Having all this time on my hands, you would think that I have pretty much run through every scenario in my mind. I think I have. Everything from what I am going to do once I get a clean bill of health- to what happens if things take a turn for the worse. Thinking about the future of myself, my family and my friends have lead me to many different revelations about life and how I used to live it. And how I choose to live it now. Yesterday, I realized that I need to stay in the present and not be so focused on the future. When it comes to medical treatment, I have been taking it day by day. On a personal level, I wonder if I have been too closed off.
My cousin and my aunt came over to visit.
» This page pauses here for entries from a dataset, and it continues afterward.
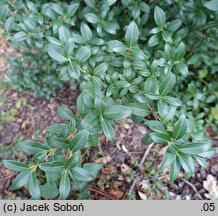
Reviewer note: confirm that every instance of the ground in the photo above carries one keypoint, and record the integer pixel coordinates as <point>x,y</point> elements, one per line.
<point>23,116</point>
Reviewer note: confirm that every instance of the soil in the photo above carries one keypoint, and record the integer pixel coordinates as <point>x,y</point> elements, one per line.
<point>120,160</point>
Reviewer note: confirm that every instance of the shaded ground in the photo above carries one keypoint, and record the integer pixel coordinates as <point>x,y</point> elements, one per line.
<point>27,117</point>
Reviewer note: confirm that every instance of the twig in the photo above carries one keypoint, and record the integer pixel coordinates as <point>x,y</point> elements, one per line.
<point>193,187</point>
<point>137,178</point>
<point>7,178</point>
<point>102,193</point>
<point>145,155</point>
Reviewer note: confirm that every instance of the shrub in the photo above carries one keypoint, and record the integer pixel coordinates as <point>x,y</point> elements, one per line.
<point>36,74</point>
<point>131,59</point>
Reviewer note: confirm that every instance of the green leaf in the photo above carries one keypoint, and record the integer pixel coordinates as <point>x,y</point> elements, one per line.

My aunt is my dad's oldest sister. As soon as she came into my place, tears of joy began to well. She was so happy to see that I was still chubby and looked relatively the same. She said she was so relieved to see that I wasn't frail looking. She said her prayers were answered and her heart was at peace now that she had seen me in person. Her husband, my uncle, has difficulty walking in his old age and is confined at home. So I went home with my aunt to see my uncle. He immediately began to tear up as I walked in the door. He said the same thing to me- how much better he felt as soon as he saw me. He said, except for the bald head, I looked pretty much the same. Later that night, I went to the AAA boys basketball final with a buddy. I ran into my co-worker Kary there. He had a big smile on his face when he saw that I was doing well. He told me he was gonna call up some of the guys from work and let them know. The relief that I saw on those 3 faces yesterday made me realize that there are a lot of people out there worried about me. Cancer will always bring about that kind of worry. I think I need to be more intentional in meeting up with people and giving a live status report. I guess it's easy to hide behind a blog or post a pic here and there and expect people to think I am ok. I start day 1 of round 3 tomorrow. Day 6 and 7 are usually my worst days and days 7-10 is when I need to watch myself around germs and public places. Outside of that, I want to make sure people in my life know I am ok by actually seeing me. It is all about the NOW- not the later. I suggested to June maybe we should throw a big party this week and invite everyone. She said no. No party, but definitely a coffee or a phone call might be cool.
Matthew 6:34- Therefore do not worry about tomorrow, for tomorrow will worry about itself. Each day has enough trouble of its own.
My prayer: Dear God, I thank you for surrounding my life with such amazing people. Great friends and family members that I love and who love me back. I realize that many of them are worried about cancer and what it is doing to me. I pray Lord that you give them peace. The same peace that June and I have experienced through your love and grace the last few months. The peace that comes from knowing You. This peace I now ask to be over my friends and family. A peace that they can also come to experience in their own lives, when they are faced with trials and hardships. Thank you Lord for your love that transcends all understanding. I pray in the name of Your Son, Jesus, Amen.